Yes. MMS (Multimedia Messaging Service) messages from the 2004–2012 era used 3GP as the format for attaching short video and audio clips because it was the only format guaranteed to be compatible across different manufacturers and telephone carriers. Many users retain MMS received from deceased relatives or friends, special voice messages, or recordings of unique moments sent by MMS now stored on old SIM cards, phone backups on PCs, or Nokia PC Suite exports. These MMS 3GP files have the same technical characteristics as camera-recorded videos (AMR-NB at 4.75–12.2 kbps) and are fully compatible with AAC conversion on Convertir.ai.

Convert 3GP to AAC: Nokia and Motorola mobile audio for iPhone and Apple

The 3GP format is the audiovisual time capsule of the 3G mobile phone era.
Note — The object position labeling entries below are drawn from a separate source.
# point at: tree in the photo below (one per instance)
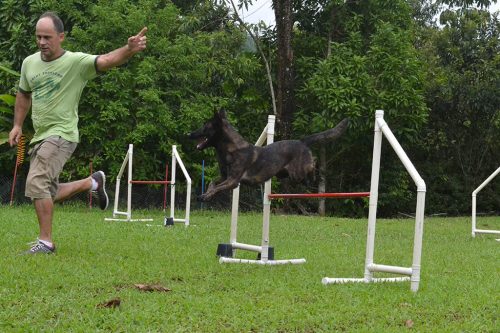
(461, 145)
(372, 64)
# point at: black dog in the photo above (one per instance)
(240, 161)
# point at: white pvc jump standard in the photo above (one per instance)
(474, 194)
(413, 272)
(128, 214)
(266, 256)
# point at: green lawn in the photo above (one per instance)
(98, 261)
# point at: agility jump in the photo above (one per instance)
(128, 214)
(474, 195)
(226, 251)
(266, 252)
(413, 272)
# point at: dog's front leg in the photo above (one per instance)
(227, 184)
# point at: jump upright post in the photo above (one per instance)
(227, 251)
(474, 195)
(413, 272)
(128, 214)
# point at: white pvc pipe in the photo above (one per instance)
(327, 280)
(372, 206)
(188, 180)
(266, 203)
(234, 215)
(474, 194)
(223, 260)
(419, 182)
(129, 188)
(128, 220)
(381, 128)
(118, 179)
(390, 269)
(173, 170)
(248, 247)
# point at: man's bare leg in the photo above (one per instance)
(45, 207)
(67, 190)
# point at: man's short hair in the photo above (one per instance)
(58, 25)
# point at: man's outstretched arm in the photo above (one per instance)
(119, 56)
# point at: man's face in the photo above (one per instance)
(48, 39)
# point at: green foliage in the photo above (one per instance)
(372, 65)
(461, 145)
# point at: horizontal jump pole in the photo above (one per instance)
(150, 182)
(318, 195)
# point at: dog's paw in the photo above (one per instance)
(204, 197)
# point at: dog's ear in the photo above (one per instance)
(222, 114)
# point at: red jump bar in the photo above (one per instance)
(319, 195)
(150, 182)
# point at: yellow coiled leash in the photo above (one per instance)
(21, 150)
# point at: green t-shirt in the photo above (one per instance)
(56, 87)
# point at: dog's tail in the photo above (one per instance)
(328, 135)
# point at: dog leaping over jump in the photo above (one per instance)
(241, 162)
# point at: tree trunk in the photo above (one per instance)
(286, 77)
(322, 179)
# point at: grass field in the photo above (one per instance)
(99, 261)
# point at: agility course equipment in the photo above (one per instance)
(413, 272)
(128, 214)
(266, 253)
(474, 195)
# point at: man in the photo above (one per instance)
(51, 84)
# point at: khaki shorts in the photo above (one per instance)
(47, 159)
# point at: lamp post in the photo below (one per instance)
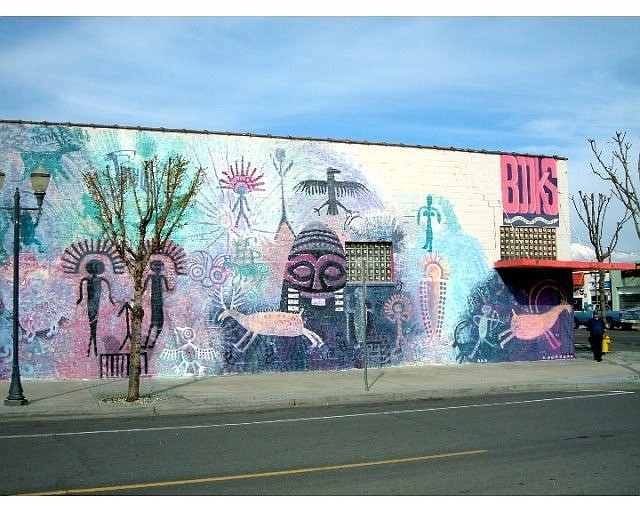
(39, 182)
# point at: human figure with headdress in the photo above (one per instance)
(94, 289)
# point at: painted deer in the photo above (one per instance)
(269, 323)
(529, 326)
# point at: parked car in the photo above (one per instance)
(629, 318)
(611, 317)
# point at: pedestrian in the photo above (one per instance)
(597, 328)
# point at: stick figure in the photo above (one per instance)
(158, 283)
(429, 211)
(94, 289)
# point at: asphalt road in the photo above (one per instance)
(529, 444)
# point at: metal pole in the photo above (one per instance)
(364, 324)
(16, 397)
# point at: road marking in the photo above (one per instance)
(247, 476)
(146, 430)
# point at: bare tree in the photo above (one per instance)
(625, 181)
(138, 211)
(592, 213)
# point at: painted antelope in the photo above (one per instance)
(269, 323)
(529, 327)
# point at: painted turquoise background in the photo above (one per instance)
(445, 305)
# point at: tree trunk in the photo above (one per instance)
(133, 392)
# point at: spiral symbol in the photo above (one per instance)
(188, 334)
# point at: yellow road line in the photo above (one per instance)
(246, 476)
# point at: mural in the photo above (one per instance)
(257, 279)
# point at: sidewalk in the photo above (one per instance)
(59, 399)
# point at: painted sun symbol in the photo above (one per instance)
(242, 179)
(398, 308)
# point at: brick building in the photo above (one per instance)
(465, 256)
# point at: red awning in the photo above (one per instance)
(568, 265)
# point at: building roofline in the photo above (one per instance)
(269, 136)
(531, 263)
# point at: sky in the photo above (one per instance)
(471, 76)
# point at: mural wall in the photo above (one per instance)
(258, 279)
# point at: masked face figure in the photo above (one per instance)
(316, 266)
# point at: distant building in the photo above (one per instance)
(324, 248)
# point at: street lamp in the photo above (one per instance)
(39, 182)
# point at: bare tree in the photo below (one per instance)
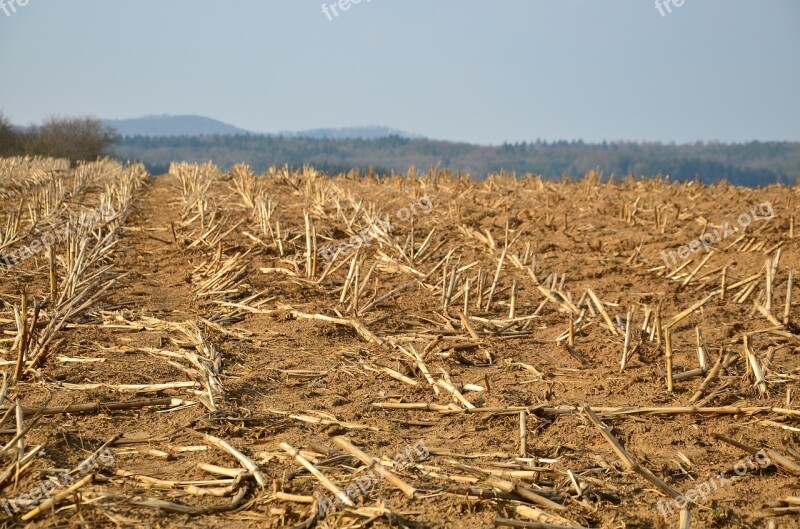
(79, 139)
(10, 140)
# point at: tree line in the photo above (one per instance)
(750, 164)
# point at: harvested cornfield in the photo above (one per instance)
(210, 349)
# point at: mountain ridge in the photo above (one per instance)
(167, 125)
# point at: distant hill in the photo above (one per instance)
(161, 126)
(350, 133)
(166, 126)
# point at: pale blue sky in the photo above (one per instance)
(479, 71)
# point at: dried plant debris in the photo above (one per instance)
(296, 349)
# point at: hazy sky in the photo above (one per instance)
(479, 71)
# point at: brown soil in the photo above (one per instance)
(287, 377)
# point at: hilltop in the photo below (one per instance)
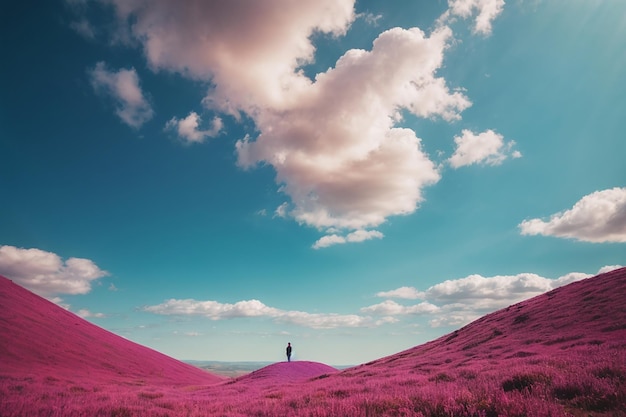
(562, 353)
(40, 338)
(282, 372)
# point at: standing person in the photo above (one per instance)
(288, 352)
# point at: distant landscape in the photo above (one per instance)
(235, 369)
(562, 353)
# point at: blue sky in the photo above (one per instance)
(216, 180)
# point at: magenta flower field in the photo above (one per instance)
(562, 353)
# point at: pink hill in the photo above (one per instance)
(287, 372)
(41, 338)
(562, 353)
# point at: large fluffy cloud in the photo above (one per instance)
(249, 50)
(336, 151)
(45, 273)
(215, 310)
(334, 142)
(123, 86)
(597, 217)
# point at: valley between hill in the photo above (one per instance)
(562, 353)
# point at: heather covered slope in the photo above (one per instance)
(584, 314)
(41, 338)
(562, 353)
(282, 372)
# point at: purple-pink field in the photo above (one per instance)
(562, 353)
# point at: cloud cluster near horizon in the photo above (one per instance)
(341, 157)
(460, 301)
(450, 303)
(597, 217)
(46, 273)
(215, 310)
Defined by the 3GPP consortium in 2001 and adopted by all video camera phone manufacturers between 2003 and 2012, 3GP was the default recording format for Nokia, Motorola, Sony Ericsson, LG, Samsung, and virtually all non-smartphone mobile devices of the era. Nokia, which controlled between 35% and 40% of the global mobile phone market between 2006 and 2010, recorded in 3GP on all its camera-equipped models: from the basic Nokia 6230 and 6600 to the high-end Nokia N93 and N95 smartphones. The standard audio codec in all these files is AMR-NB (Adaptive Multi-Rate Narrowband), the voice codec optimized for 3G telephony operating at 4.75–12.2 kbps, producing recognizable but much lower quality audio than any modern audio codec.

The compatibility problem of 3GP with the Apple ecosystem has two dimensions. The first is technical: iOS and macOS QuickTime do not natively recognize the AMR-NB codec. Although the 3GP container is technically similar to MP4 (both derive from ISO Base Media File Format, ISO 14496-12), the AMR-NB audio codec is not included in Apple's codec repertoire. The second dimension is practical: even when the 3GP file contains AAC audio (as in some Nokia N97 and N900 phones that recorded in 3GP with AAC audio), the .3gp extension is not recognized by Apple applications. The result is that millions of family recordings from the 2004–2012 era — irreplaceable moments captured with Nokia N73, N95, Motorola RAZR V3x, Sony Ericsson K800i — are inaccessible on iPhone, iPad, or Mac without prior conversion.

Convertir.ai performs 3GP-to-AAC conversion with full support for all audio codecs found in 3GP files: AMR-NB (the most common, decoded by FFmpeg's libopencore-amrnb decoder), AMR-WB (decoded by libopencore-amrwb), and AAC-LC or AAC-HE (for 3GP from high-end phones that already used AAC, in which case stream copy is performed without re-encoding). The decoded audio is re-encoded to AAC-LC, the native codec of the Apple ecosystem since QuickTime 6 (2002), compatible with all Apple devices from the original iPhone (2007) to iPhone 16 (2024). Privacy is especially important for this type of content: recordings of children's first steps, grandparents' birthdays, unique family moments are processed entirely in the user's browser without any upload to external servers, ensuring these irreplaceable memories remain under the user's exclusive control.